Building Tesseract in Windows

Warning - the development of the current version of Tesseract and cppan is very active, and this tutorial may be obsolete. This documentation is working at 21.12.2016

Tesseract is an optical character recognition engine for various operating systems. This library is currently used in CCExtractor. At the moment, the alpha version 4.0.0 is available from current master https://github.com/tesseract-ocr/tesseract

Historically, build it for Windows is complex and unclear. Now in projects with tesseract is advised to use cppan (https://github.com/cppan/cppan) that can be used in CMake projects and automatically downloads all dependencies. This program is used for the compilation of the current master of tesseract (because of the dependencies), too.

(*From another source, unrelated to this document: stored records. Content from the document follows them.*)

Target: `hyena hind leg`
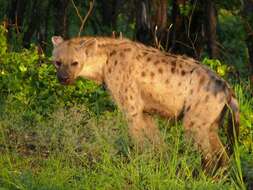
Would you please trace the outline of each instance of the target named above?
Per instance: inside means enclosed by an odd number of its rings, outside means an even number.
[[[207,173],[213,173],[217,168],[226,166],[229,157],[218,136],[218,122],[195,122],[184,119],[186,138],[193,140],[194,145],[202,153],[202,166]]]
[[[164,144],[153,118],[145,113],[139,113],[129,119],[129,134],[140,149],[150,145],[160,149]]]

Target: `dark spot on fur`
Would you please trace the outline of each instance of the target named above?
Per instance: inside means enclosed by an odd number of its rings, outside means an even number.
[[[142,57],[141,55],[137,55],[136,59],[139,61],[141,59],[141,57]]]
[[[80,40],[79,45],[82,46],[85,43],[85,40]]]
[[[142,55],[143,55],[143,56],[146,56],[147,54],[148,54],[148,52],[145,52],[145,51],[142,52]]]
[[[220,79],[215,79],[215,86],[213,89],[214,95],[217,96],[219,92],[225,91],[226,85],[225,83]]]
[[[167,63],[167,61],[165,59],[162,59],[162,63]]]
[[[163,69],[162,69],[162,68],[159,68],[159,69],[158,69],[158,72],[159,72],[160,74],[162,74],[162,73],[163,73]]]
[[[137,114],[137,113],[135,113],[135,114],[133,114],[133,115],[132,115],[132,117],[136,117],[137,115],[138,115],[138,114]]]
[[[201,76],[200,79],[199,79],[199,85],[198,85],[198,91],[200,90],[200,88],[202,87],[202,85],[204,84],[206,78],[205,76]]]
[[[171,65],[172,65],[173,67],[176,67],[177,61],[176,61],[176,60],[171,61]]]
[[[188,112],[190,111],[190,109],[191,109],[191,106],[188,106],[185,111]]]
[[[150,72],[150,76],[153,78],[155,76],[154,72]]]
[[[198,107],[198,105],[199,105],[199,101],[197,101],[197,102],[195,103],[194,108]]]
[[[206,95],[206,97],[205,97],[205,102],[207,102],[208,100],[209,100],[209,95]]]
[[[225,101],[225,97],[222,96],[222,97],[220,98],[219,102],[222,103],[222,102],[224,102],[224,101]]]
[[[115,50],[112,50],[111,53],[110,53],[110,56],[113,56],[115,55],[117,52]]]
[[[123,52],[119,53],[120,57],[125,57],[125,54]]]
[[[131,48],[125,48],[123,51],[124,52],[129,52],[129,51],[131,51]]]

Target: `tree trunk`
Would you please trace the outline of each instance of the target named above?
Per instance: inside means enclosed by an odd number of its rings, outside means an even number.
[[[35,33],[35,31],[40,26],[41,21],[41,9],[40,9],[40,3],[38,0],[34,0],[32,4],[32,13],[30,15],[30,20],[28,24],[28,29],[24,32],[24,38],[23,38],[23,46],[28,48],[31,43],[31,39]]]
[[[68,13],[69,0],[53,1],[54,34],[63,37],[68,36]]]
[[[10,2],[10,8],[8,13],[8,29],[10,26],[15,28],[16,32],[21,32],[21,26],[23,24],[25,11],[24,0],[12,0]],[[9,32],[9,37],[11,37],[11,32]]]
[[[101,0],[102,22],[111,30],[116,30],[117,17],[122,5],[123,0]]]
[[[136,39],[148,45],[158,45],[158,42],[165,45],[167,0],[136,0],[135,4]]]
[[[204,3],[205,1],[202,0],[173,0],[172,30],[169,38],[170,52],[184,53],[199,59],[203,49]],[[187,4],[191,7],[190,11],[182,12],[182,9],[189,9]]]
[[[136,0],[136,39],[144,44],[152,44],[150,0]]]
[[[243,0],[243,2],[244,7],[242,11],[242,16],[244,20],[244,28],[247,33],[246,44],[248,47],[249,54],[251,82],[253,83],[253,1]]]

You must install Git, CMake, cppan and put in to PATH variable https://github.com/tesseract-ocr/tesseract/wiki/Compiling#windows And it is recommended to install Visual Studio 2015

Open cmd.exe (I think better as administrator) and run git clone https://github.com/tesseract-ocr/tesseract tesseract cd tesseract cppan --self-upgrade cppan mkdir build && cd build cmake .. First problem - process can hangs at: -- Performing 71 checks using 4 thread(s) -- This process may take up to 5 minutes depending on your hardware Follow this hack - https://github.com/tesseract-ocr/tesseract/issues/464#issuecomment-264166445

Try to build it: cmake --build . --config Release You can get errors: {{ https://cloud.githubusercontent.com/assets/5406399/21389984/7e4508ee-c795-11e6-85ef-67489154fa24.png }}

This problem is related to the bad files from libtiff.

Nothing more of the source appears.